He argued that the steepening yield curve is “typical at the early stages of the cycle,” and that so long as vaccine rollouts are successful, growth continues to tick upward and central banks remain cautious, reflationary moves across asset classes look “justified” and equities should be able to withstand higher rates.

“Of course, after the strong move of the last few weeks, equities could mark a pause as many sectors that have rallied with yields look overbought, like commodities and banks,” Cau said.

“But at this stage, we think rising yields are more a confirmation of the equity bull market than a threat, so dips should continue to be bought.”

我们将用这个作为我们的示例。

初始化

下一步是初始化我们的模型和分词器。

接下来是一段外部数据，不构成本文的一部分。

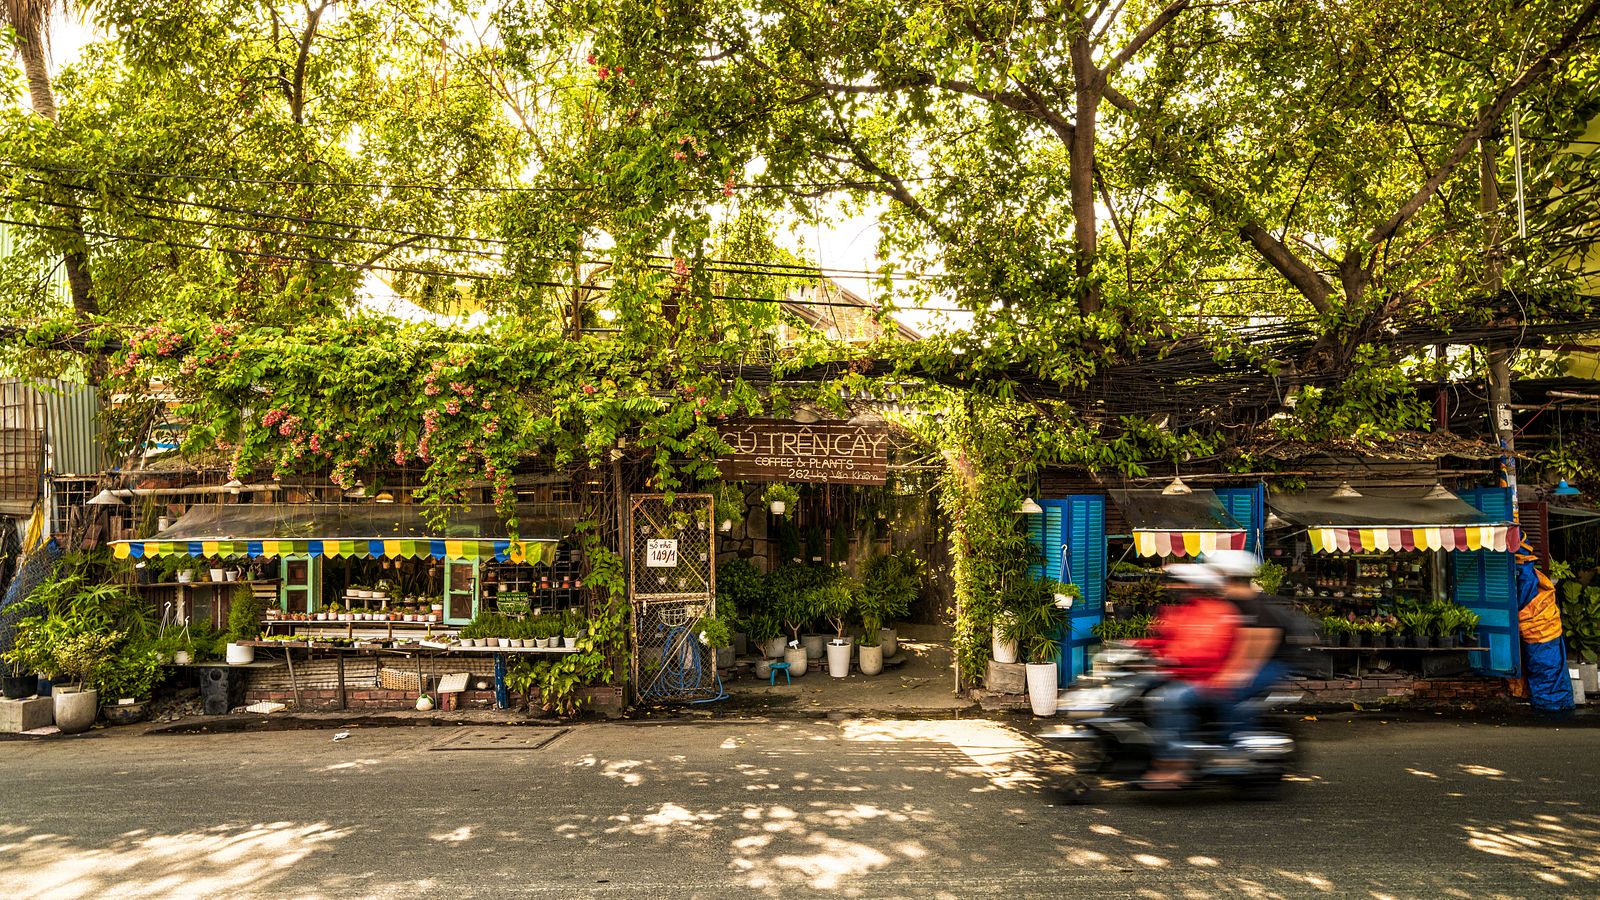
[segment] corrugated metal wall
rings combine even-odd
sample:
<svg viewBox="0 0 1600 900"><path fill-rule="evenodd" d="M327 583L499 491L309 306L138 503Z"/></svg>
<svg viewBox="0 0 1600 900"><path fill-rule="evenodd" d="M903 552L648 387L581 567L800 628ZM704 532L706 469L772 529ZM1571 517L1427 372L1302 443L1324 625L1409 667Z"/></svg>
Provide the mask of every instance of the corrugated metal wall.
<svg viewBox="0 0 1600 900"><path fill-rule="evenodd" d="M106 470L100 440L100 392L86 384L39 382L44 396L45 439L52 475L99 475Z"/></svg>
<svg viewBox="0 0 1600 900"><path fill-rule="evenodd" d="M44 483L44 403L15 378L0 379L0 514L25 516Z"/></svg>

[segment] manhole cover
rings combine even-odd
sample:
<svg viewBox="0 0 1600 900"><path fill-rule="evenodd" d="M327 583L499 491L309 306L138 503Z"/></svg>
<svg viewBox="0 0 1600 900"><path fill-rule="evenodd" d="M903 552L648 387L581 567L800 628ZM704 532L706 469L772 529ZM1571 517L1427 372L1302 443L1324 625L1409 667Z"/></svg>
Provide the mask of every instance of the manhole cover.
<svg viewBox="0 0 1600 900"><path fill-rule="evenodd" d="M429 750L539 750L570 728L464 728Z"/></svg>

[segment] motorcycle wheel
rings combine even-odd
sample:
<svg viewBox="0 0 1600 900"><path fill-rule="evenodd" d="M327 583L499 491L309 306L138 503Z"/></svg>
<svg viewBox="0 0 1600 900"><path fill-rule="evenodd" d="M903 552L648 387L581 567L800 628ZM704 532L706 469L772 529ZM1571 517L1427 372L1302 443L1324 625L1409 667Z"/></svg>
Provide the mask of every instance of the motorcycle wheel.
<svg viewBox="0 0 1600 900"><path fill-rule="evenodd" d="M1235 790L1245 800L1282 800L1288 785L1282 775L1261 776L1238 782Z"/></svg>

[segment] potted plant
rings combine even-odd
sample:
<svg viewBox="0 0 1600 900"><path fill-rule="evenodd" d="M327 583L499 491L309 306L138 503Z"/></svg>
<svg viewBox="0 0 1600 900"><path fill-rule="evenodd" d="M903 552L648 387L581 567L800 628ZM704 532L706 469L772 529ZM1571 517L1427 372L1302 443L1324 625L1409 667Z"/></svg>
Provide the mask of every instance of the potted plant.
<svg viewBox="0 0 1600 900"><path fill-rule="evenodd" d="M228 665L241 666L255 662L256 650L242 641L261 637L261 601L255 591L240 586L233 591L233 602L228 608Z"/></svg>
<svg viewBox="0 0 1600 900"><path fill-rule="evenodd" d="M876 613L861 612L861 640L856 644L856 665L863 675L883 672L883 620Z"/></svg>
<svg viewBox="0 0 1600 900"><path fill-rule="evenodd" d="M745 514L744 485L731 481L719 481L711 489L713 516L717 520L717 530L727 534L733 531L733 523L743 522ZM722 580L722 572L717 572L717 580ZM720 593L720 591L719 591Z"/></svg>
<svg viewBox="0 0 1600 900"><path fill-rule="evenodd" d="M94 725L100 700L94 687L96 676L110 662L122 639L120 631L74 631L68 625L53 641L50 676L55 687L50 693L55 703L56 727L63 734L79 734ZM68 684L62 684L63 679Z"/></svg>
<svg viewBox="0 0 1600 900"><path fill-rule="evenodd" d="M1428 634L1433 627L1433 613L1419 603L1407 603L1395 609L1405 642L1411 647L1428 646Z"/></svg>
<svg viewBox="0 0 1600 900"><path fill-rule="evenodd" d="M791 646L783 652L791 676L798 677L806 673L810 654L800 645L800 629L810 625L817 617L817 609L813 605L816 595L812 588L825 577L826 573L822 570L803 566L783 566L768 576L773 612L793 637Z"/></svg>
<svg viewBox="0 0 1600 900"><path fill-rule="evenodd" d="M899 652L899 635L893 623L911 612L911 603L922 588L922 563L909 550L874 554L861 564L862 595L878 611L883 653Z"/></svg>
<svg viewBox="0 0 1600 900"><path fill-rule="evenodd" d="M761 655L777 659L783 655L787 642L783 639L783 621L772 610L756 609L744 618L745 633L761 648Z"/></svg>
<svg viewBox="0 0 1600 900"><path fill-rule="evenodd" d="M828 642L828 674L844 678L850 674L851 641L846 634L849 620L856 611L856 597L861 588L853 579L832 578L826 584L813 588L812 600L817 612L833 626L834 637Z"/></svg>
<svg viewBox="0 0 1600 900"><path fill-rule="evenodd" d="M717 668L733 668L733 628L727 620L715 617L699 619L690 631L703 646L715 652Z"/></svg>
<svg viewBox="0 0 1600 900"><path fill-rule="evenodd" d="M99 667L93 686L104 703L100 712L113 725L129 725L144 719L151 693L161 675L161 651L150 644L124 641L116 653Z"/></svg>
<svg viewBox="0 0 1600 900"><path fill-rule="evenodd" d="M1061 632L1067 610L1056 605L1056 595L1078 596L1076 585L1029 578L1010 594L1013 619L1008 635L1016 640L1027 660L1028 702L1036 716L1053 716L1060 694Z"/></svg>
<svg viewBox="0 0 1600 900"><path fill-rule="evenodd" d="M1600 585L1588 586L1568 578L1557 591L1561 610L1561 631L1567 642L1567 658L1578 669L1578 680L1585 693L1600 693ZM1473 622L1471 629L1478 627Z"/></svg>
<svg viewBox="0 0 1600 900"><path fill-rule="evenodd" d="M767 504L773 515L787 519L794 515L791 507L800 502L800 492L792 485L773 482L761 492L761 502Z"/></svg>

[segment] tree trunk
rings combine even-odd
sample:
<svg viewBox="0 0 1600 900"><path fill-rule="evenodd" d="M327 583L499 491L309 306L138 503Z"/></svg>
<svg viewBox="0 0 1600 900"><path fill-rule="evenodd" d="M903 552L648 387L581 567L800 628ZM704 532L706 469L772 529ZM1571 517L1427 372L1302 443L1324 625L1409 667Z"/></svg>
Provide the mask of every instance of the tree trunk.
<svg viewBox="0 0 1600 900"><path fill-rule="evenodd" d="M1484 293L1490 303L1500 300L1500 178L1495 171L1498 156L1490 138L1479 142L1478 212L1483 214ZM1517 514L1517 435L1511 423L1511 348L1502 343L1489 347L1489 427L1500 443L1500 477L1511 490L1511 515Z"/></svg>
<svg viewBox="0 0 1600 900"><path fill-rule="evenodd" d="M1072 77L1076 94L1076 121L1067 151L1067 178L1072 191L1072 237L1077 250L1080 281L1078 311L1100 311L1100 285L1094 278L1100 236L1095 222L1094 140L1095 118L1100 110L1100 71L1094 65L1094 48L1087 30L1072 42Z"/></svg>
<svg viewBox="0 0 1600 900"><path fill-rule="evenodd" d="M50 67L44 57L42 34L24 38L17 35L17 52L22 56L22 66L28 76L28 95L33 100L33 111L54 124L56 121L56 96L50 89ZM100 303L94 295L94 283L89 278L89 258L83 234L83 219L76 209L63 209L67 225L72 229L72 248L65 253L67 287L72 292L72 308L78 318L86 319L100 313ZM96 353L90 359L89 383L99 384L104 370L104 358Z"/></svg>

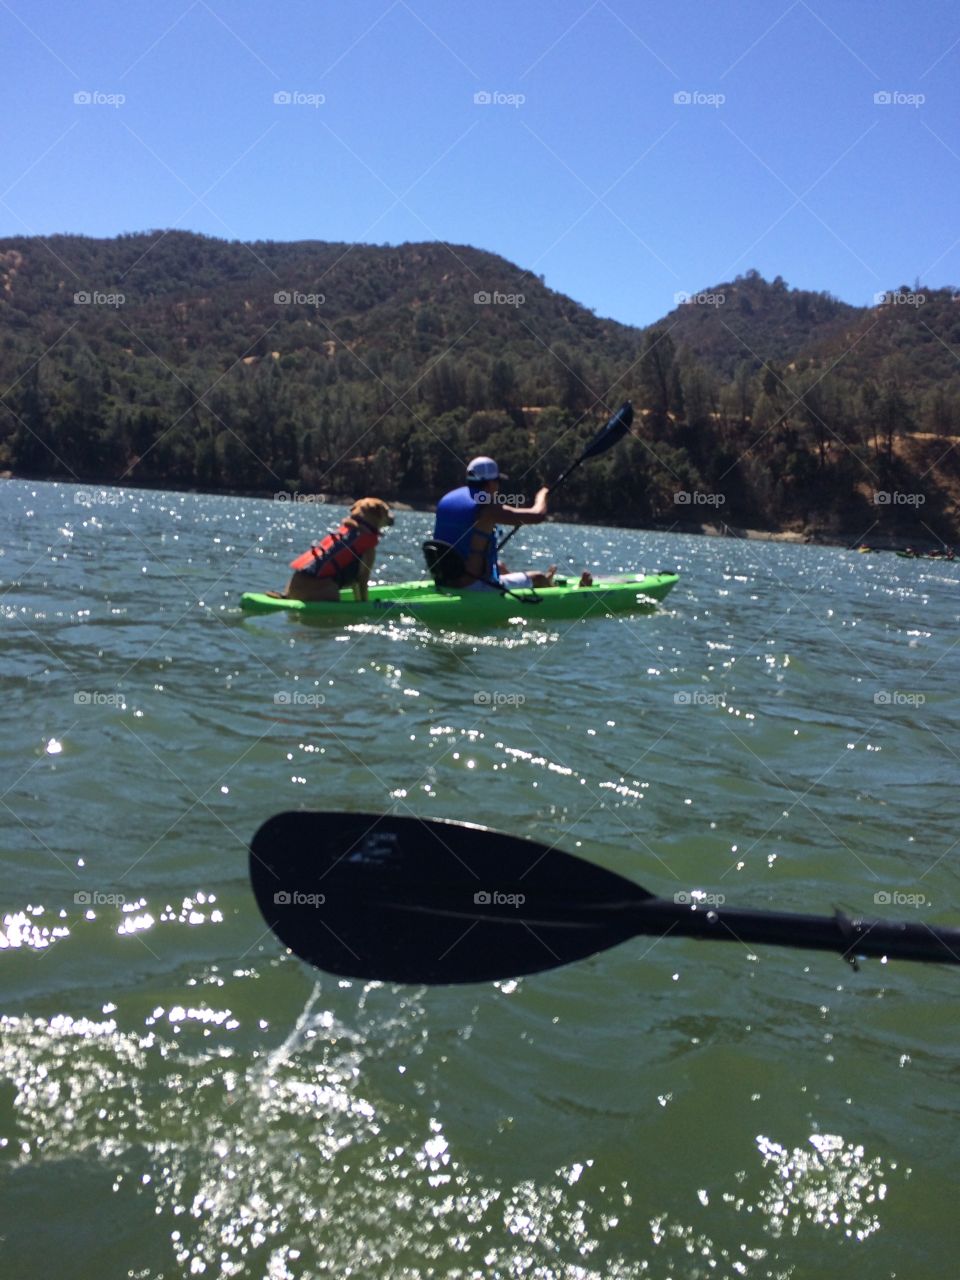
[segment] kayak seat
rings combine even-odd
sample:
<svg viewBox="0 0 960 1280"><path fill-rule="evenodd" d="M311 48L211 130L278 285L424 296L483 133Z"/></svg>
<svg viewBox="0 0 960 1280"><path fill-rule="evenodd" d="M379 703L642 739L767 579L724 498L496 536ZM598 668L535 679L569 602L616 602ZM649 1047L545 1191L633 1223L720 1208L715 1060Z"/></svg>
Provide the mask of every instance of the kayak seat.
<svg viewBox="0 0 960 1280"><path fill-rule="evenodd" d="M454 547L451 547L449 542L441 542L438 538L430 538L423 544L423 556L427 562L427 572L438 588L451 591L461 590L459 584L463 582L463 579L473 576L467 572L463 556ZM541 597L535 591L531 590L529 595L519 596L516 592L490 579L480 578L479 581L486 582L490 587L495 587L501 595L512 596L513 599L520 600L524 604L541 603Z"/></svg>
<svg viewBox="0 0 960 1280"><path fill-rule="evenodd" d="M463 556L449 542L430 538L423 544L423 557L427 562L427 572L438 587L454 587L466 576Z"/></svg>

我们将使用 PyTorch 和 HuggingFace 变压器库来完成所有任务。

幸运的是，使用变压器库进行初始化非常简单。我们将使用 BERT 模型进行序列分类和相应的 BERT 分词器，所以我们写：

因为我们处理的是金融相关的语言，我们加载了ProsusAI/finbert模型——一个更懂金融的 BERT [1]。你可以在这里找到模型的详细信息。

分词

标记化是将文本字符串转换为标记（单词/标点）和/或标记 ID（将单词映射到嵌入数组中单词向量表示的整数）的过程。

使用 transformers 库和 BERT，这通常如下所示：

txt = "<this is the large post included above>"tokens = tokenizer.encode_plus(
    txt, add_special_tokens=True,
    max_length=512, truncation=True,
    padding="max_length"
)

在这里，我们使用标记器encode_plus方法从txt字符串创建我们的标记。

add_special_tokens=True添加像*[CLS]，[SEP]和[PAD]*这样的特殊 BERT 标记到我们新的“标记化”编码中。
max_length=512告知编码器我们编码的目标长度。
truncation=True确保我们裁剪任何长于指定max_length的序列。
padding="max_length"指示编码器用填充标记填充任何短于max_length的序列。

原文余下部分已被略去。